4) A race with highly distinct physical castes where the individual members are so wildly different that we would not recognize them as members of the same species on the basis of phenotype.
5) A race with a set of emotional states which were alien to our own. You mention one kind, in a rather extreme case, but less extreme possibilities are available. Imagine races where one major human emotion: compassion, desire, anger, fear, etc. is missing, or try to imagine an emotional state existing which has no correspondence with human emotional states. Or try to imagine emotional associations that are very different than humans, for example a race that when wrong makes no assumption that its entitled to retribution or compensation and has no corresponding emotional states.
6) A race of clones.
7) Wildly different sexuality than humans, for example, one gender, natural ratio of males to females very far from 1:1, spawning behavior, mate and die behavior, sexuality is a associated with children and adults grow out of it, etc.
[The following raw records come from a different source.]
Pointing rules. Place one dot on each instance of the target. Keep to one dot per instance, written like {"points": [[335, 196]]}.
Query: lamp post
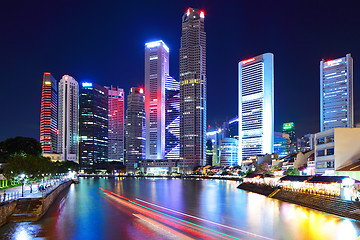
{"points": [[22, 178]]}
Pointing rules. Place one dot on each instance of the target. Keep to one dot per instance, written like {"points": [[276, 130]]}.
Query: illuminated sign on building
{"points": [[157, 44], [190, 81], [87, 84], [288, 126], [335, 62], [248, 61]]}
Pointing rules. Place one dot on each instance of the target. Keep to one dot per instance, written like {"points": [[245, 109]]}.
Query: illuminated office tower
{"points": [[336, 93], [135, 129], [48, 116], [281, 144], [93, 125], [68, 121], [116, 124], [172, 118], [256, 106], [229, 152], [156, 71], [193, 89], [289, 128]]}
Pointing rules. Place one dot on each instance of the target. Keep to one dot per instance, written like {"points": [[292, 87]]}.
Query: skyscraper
{"points": [[48, 117], [229, 152], [135, 129], [281, 142], [336, 93], [68, 120], [93, 125], [289, 128], [256, 106], [156, 71], [193, 89], [172, 118], [116, 123]]}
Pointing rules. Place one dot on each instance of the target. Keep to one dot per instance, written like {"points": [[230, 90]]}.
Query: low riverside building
{"points": [[335, 149], [229, 152], [54, 157], [159, 166], [337, 186]]}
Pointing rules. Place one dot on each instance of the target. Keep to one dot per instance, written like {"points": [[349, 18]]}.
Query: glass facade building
{"points": [[336, 93], [229, 152], [135, 129], [172, 118], [93, 124], [68, 120], [116, 124], [49, 115], [289, 128], [256, 106], [281, 143], [156, 71], [193, 89]]}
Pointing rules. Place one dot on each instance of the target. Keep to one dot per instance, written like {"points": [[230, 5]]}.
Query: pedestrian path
{"points": [[16, 192]]}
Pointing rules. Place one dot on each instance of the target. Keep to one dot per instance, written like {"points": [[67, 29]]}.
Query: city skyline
{"points": [[30, 73]]}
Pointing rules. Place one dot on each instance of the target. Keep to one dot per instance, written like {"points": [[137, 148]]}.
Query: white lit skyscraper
{"points": [[193, 89], [156, 71], [256, 106], [135, 129], [49, 114], [172, 118], [68, 120], [336, 93]]}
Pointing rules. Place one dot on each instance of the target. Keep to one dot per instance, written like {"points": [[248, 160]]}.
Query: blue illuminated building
{"points": [[93, 125], [172, 118], [336, 93], [281, 144], [256, 106]]}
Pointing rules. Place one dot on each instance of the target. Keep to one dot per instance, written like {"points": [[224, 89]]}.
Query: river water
{"points": [[156, 208]]}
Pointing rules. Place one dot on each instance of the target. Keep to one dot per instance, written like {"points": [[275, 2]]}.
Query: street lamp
{"points": [[22, 178]]}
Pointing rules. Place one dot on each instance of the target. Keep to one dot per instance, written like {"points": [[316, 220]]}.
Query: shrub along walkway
{"points": [[322, 203]]}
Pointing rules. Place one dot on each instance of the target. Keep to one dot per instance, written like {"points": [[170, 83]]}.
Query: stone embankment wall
{"points": [[6, 209], [328, 204], [30, 209], [52, 196]]}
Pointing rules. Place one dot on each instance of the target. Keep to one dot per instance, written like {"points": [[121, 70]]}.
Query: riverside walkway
{"points": [[14, 193]]}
That is, no families as we know it and possibly no heirarchies as we know them, and no assumption that life progresses in the stages we assume are natural.
8) A race that experience wildly different life cycles from humanity, such as naturally immortal or coming to physical maturity in two years or two hundred, long periods of hibernation, etc.

That said, all races are pretty much humans in funny suits, exploring one particular facet or aspect of humanity, in my opinion.

I would say all aliens serve the literary purpose of exploring a particular facet of humanity, but that they serve this purpose best when in that facet they are quite alien to our experience as humans.